HAPPY VALENTINE, MICA!

Sunday, January 20, 2008

What's funny?


We’ve all been conned. We are all victims of the big con, perpetrated in the Garden described in the allegory written in the Book of Genesis[1].

We’ve been deceived into believing that we are separate.

I don’t believe in any thing. Thing. What’s a “thing”? Maybe later I’ll reach for the diction-ary, that big book composed by Dr Johnson. There are good on-line dictionaries you can refer to, if you are reading this.

For now suffice to say, a thing is an object, not possessing consciousness or personality, or “sentient being-ness”, a set of sensory information rolled up into enough definition that I may consider it a “thing” discreet and separate from other “things”. Plenty of people can compose definitions better than that, but there you have it.
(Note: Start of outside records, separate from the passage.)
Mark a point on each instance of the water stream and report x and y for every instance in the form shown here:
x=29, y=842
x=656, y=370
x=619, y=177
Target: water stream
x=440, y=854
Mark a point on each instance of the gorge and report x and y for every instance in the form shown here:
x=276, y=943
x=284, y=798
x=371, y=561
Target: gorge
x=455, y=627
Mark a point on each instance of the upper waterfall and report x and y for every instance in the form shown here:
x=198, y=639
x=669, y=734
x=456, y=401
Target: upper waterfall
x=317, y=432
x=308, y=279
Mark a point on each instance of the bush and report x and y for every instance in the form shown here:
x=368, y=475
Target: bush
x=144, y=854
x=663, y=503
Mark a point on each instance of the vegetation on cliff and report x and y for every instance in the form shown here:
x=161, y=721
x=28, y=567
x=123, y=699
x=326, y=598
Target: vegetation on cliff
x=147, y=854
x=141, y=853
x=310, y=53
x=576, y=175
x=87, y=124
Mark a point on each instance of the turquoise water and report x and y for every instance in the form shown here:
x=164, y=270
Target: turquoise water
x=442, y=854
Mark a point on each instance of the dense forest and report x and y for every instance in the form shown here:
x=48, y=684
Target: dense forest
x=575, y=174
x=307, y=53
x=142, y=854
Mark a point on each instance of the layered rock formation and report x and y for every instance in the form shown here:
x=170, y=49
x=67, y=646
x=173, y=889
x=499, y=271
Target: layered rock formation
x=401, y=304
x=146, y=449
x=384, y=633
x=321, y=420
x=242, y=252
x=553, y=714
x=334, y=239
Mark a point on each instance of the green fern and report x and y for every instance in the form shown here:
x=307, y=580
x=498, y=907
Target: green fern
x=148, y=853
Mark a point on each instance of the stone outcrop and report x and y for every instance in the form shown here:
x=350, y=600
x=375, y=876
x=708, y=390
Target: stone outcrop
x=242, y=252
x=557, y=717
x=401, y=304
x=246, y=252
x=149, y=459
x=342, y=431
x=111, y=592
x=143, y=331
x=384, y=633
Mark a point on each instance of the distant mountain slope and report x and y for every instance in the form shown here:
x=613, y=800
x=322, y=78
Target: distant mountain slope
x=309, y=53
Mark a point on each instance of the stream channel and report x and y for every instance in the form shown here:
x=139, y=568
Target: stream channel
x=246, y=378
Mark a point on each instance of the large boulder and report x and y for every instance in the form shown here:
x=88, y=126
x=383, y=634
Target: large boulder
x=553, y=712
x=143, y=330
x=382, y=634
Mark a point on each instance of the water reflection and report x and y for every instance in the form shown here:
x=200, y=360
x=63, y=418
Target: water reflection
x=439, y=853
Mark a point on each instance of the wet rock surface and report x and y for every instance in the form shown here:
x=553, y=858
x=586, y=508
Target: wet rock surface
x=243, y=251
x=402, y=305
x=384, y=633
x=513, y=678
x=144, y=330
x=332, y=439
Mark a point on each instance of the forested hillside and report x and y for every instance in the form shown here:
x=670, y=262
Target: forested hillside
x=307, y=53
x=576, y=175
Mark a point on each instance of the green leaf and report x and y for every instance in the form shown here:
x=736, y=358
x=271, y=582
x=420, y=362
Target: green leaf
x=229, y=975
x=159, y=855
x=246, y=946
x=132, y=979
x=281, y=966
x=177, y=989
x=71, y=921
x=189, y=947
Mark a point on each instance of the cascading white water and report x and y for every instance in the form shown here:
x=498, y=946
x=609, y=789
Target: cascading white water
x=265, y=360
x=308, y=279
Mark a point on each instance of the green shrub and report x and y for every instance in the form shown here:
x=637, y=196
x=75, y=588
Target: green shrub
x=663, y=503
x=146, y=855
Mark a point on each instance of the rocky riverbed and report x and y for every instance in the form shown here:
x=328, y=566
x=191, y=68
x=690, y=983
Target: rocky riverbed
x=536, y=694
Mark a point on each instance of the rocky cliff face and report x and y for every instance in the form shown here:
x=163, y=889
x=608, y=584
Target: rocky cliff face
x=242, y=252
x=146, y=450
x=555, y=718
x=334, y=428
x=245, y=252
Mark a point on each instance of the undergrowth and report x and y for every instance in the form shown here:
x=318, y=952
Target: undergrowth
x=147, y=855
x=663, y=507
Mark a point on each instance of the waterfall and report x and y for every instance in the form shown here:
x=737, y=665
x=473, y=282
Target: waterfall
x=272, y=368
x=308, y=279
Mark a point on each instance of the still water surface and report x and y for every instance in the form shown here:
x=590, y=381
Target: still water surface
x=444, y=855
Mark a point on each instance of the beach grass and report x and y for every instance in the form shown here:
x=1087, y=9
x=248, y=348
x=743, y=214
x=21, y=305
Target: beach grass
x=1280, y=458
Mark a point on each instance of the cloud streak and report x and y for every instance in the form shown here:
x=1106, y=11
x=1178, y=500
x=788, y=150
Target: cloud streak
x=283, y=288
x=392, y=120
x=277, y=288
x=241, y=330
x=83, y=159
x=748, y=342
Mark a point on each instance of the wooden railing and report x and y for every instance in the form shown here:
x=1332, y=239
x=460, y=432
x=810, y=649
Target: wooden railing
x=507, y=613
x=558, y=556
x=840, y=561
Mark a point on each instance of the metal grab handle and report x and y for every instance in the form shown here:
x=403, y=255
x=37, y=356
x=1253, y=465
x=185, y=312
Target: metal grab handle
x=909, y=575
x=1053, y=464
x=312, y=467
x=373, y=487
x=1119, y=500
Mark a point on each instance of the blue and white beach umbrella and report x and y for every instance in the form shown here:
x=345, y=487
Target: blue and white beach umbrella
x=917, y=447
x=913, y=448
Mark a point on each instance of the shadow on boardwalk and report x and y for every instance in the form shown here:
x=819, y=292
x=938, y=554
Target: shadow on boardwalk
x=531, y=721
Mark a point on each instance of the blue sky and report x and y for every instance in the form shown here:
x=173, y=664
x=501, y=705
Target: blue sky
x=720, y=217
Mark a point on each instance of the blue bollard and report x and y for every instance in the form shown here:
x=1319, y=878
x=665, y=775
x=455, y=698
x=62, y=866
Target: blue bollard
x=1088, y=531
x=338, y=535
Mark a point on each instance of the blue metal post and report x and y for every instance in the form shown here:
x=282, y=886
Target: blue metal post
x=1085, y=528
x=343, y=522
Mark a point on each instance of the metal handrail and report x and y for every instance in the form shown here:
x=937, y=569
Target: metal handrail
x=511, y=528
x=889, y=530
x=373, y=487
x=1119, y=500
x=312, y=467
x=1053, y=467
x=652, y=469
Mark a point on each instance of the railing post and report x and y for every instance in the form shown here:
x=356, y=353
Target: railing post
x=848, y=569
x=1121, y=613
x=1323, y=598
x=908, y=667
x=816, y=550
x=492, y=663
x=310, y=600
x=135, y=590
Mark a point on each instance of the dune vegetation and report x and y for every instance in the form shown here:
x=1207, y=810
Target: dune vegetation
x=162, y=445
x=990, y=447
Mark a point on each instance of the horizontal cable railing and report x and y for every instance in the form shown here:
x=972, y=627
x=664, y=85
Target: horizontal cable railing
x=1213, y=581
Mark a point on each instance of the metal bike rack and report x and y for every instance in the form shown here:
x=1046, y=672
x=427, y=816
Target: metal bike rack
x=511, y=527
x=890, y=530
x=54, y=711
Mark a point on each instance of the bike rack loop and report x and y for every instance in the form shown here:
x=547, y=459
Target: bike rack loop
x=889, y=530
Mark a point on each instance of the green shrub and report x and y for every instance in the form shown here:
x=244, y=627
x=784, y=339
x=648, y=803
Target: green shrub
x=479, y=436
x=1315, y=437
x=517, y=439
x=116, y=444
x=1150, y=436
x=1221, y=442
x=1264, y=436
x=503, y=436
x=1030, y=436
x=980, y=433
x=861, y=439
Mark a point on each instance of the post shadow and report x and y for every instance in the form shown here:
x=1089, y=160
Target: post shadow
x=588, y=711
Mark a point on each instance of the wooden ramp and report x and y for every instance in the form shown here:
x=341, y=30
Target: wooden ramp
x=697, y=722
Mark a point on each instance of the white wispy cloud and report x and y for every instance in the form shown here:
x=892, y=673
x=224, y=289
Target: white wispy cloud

Someone said that after many years of sitting meditation practice, it became apparent that all he had previously considered as “self” and all that he had considered “other-than-self” are in truth one in the same.

Another writer put it thus: “There is no externality of relations.”

So how can I “have” any “thing”, or believe that I do? How can I possess any “thing”? How can anyone take any “thing” away from “me”, or do any “thing” to “me” when there is no “me”, nor any “thing”, only a trick of my own brain/nervous system?

I guess that pretty well puts fear in perspective- there is nothing to fear…but fear itself.

Fear was a great band, though, and funny.

This year is an election year. I’ve been exposed to an array of Professional Party Politicians on TV, Radio, Print and other media, and they all seem to want us to buy fear, their brand, which they say is better that the other brands. That’s not very funny.


[1] Take that, Phil Collins- you used to be a good drummer, now you’re…nothing.